Summary

This was my fifth Clojure conference. I’ve become accustomed to having my mind blown, being humbled, entertained, charmed, and inspired, and coming away from each conference with a bunch of new tools and tricks to try.

This conj was no exception. Changes this year:

  • Greater diversity. This is a welcome shift, though still far from optimal.
  • Videos from talks went online within hours. This is also a big improvement over some of the previous conferences.
  • I knew and recognized more people.
  • I understood more of the content.
  • I came with colleagues – a very welcome change.

As always I came away with a renewed appreciation for the intellectual depth and the warmth of this community. The first talk by Paul deGrandis I found especially noteworthy. The work he, Tim Baldridge, and others at Cognitect did for Consumer Reports showed the power of the Clojure language, philosophy and ecosystem. They created not just a single Web service or data import mechanism or rich reporting client but, in each case, developed data-driven (declarative) frameworks for creating those things, in less than a month per framework, with only two developers.
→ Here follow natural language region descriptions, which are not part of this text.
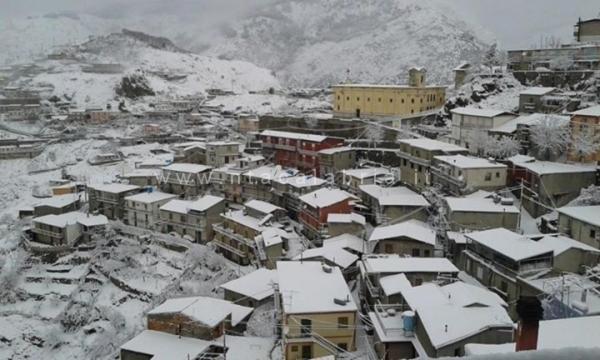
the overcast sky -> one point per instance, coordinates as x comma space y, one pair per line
514, 23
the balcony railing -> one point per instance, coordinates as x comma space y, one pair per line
232, 235
229, 248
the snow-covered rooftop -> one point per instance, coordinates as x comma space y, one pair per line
478, 205
307, 288
393, 264
413, 229
59, 201
346, 241
591, 111
187, 168
587, 214
164, 346
114, 188
262, 206
548, 167
366, 173
552, 334
433, 145
71, 218
325, 197
530, 120
538, 90
456, 311
468, 162
257, 285
512, 245
346, 218
150, 197
209, 311
293, 135
335, 150
486, 113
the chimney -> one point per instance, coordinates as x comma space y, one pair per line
530, 311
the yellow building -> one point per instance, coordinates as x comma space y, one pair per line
316, 310
356, 100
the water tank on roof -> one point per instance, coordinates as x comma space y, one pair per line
408, 320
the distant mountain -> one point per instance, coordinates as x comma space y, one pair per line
315, 42
90, 72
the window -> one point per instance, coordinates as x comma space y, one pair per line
389, 248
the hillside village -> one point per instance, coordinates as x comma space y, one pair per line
159, 204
I’ve been assuming that doing things well with Clojure takes more time initially but pays off in the long run due to the benefits which comes from focusing on simplicity. Now I still believe in the latter claim (benefits of simplicity) but have in hand a vivid counterexample for the former (speed of development). I was also particularly impressed that they spent half their time on design. I think the talk (see links below) is well worth watching and contemplating.

Thanks to my employer OpinionLab for sending me to the conj, and for letting me post these notes on my personal blog! By the way, we’re hiring.

Notes

What follows are my own terse notes (quotes, links, examples, things to try or think about), ordered by talk, in case someone else might find them helpful.

Notes

Paul deGrandis - Data → Services and Apps

Amazing talk.

Video link: https://www.youtube.com/watch?v=BNkYYYyfF48

Slides: https://github.com/ohpauleez/data-driven-slides

Free the data! (From RDBMSs)

Prototype services in hours instead of days/weeks.
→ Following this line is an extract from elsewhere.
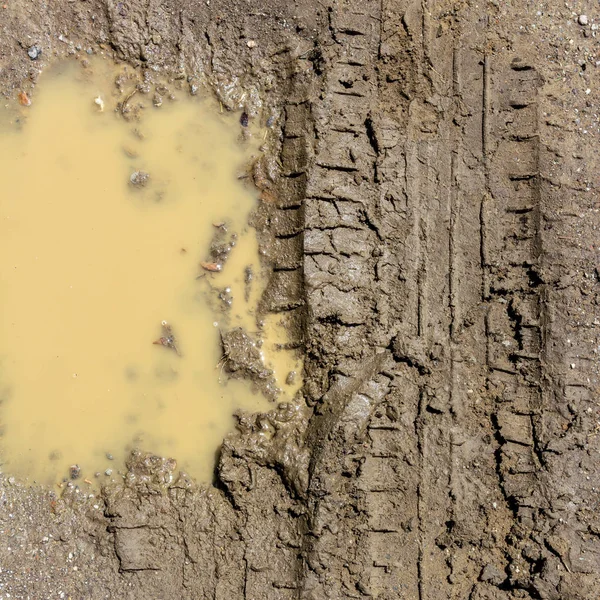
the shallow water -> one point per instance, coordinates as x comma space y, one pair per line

Services only do a handful of things. This can be abstracted away (service of services).

“VASE” - stored in Datomic; based on Pedestal

We spent half our time in design.

  • Superpowers - Clojure/ClojureScript/Datomic/core.logic/…
  • Power in constraints and simplicity.
  • Combinations multiply impact.
  • Holistic exponential value combination
  • Be exploratory; think holistically
  • Write it all down.
  • Constrain the design space.
  • Think critically and SLOWLY.
  • Visualize outcomes and possibilities.

Anna Pawlicka - OM for Visualization

Dimple.js - higher level lib on top of D3

http-kit and sente - websockets

sente has core.async as well – “just works”

Colin Fleming - Cursive

Cursive plugin for IntelliJ continues to improve.

Text is the wrong level of abstraction for working w/ our code.

Type less – let the tools do more.

“I object to doing things that computers can do.” – Colin Shivers

Determining if a macro expansion terminates is the halting problem.

“You should never have to see your namespace declaration. I hate that thing.”

Text is a serialization protocol for our programs.

For Emacs, look at clj-refactor.

Steve Miner

“Herbert” schema generator (very \(\alpha\)) → test.check property expressions

(hg/generator '[(:= V [int+]) (in V)])

replaces

(gen/bind (gen/not-empty (gen/vector gen/int))
  #(gen/tuple (gen/return %) (gen/elements %)))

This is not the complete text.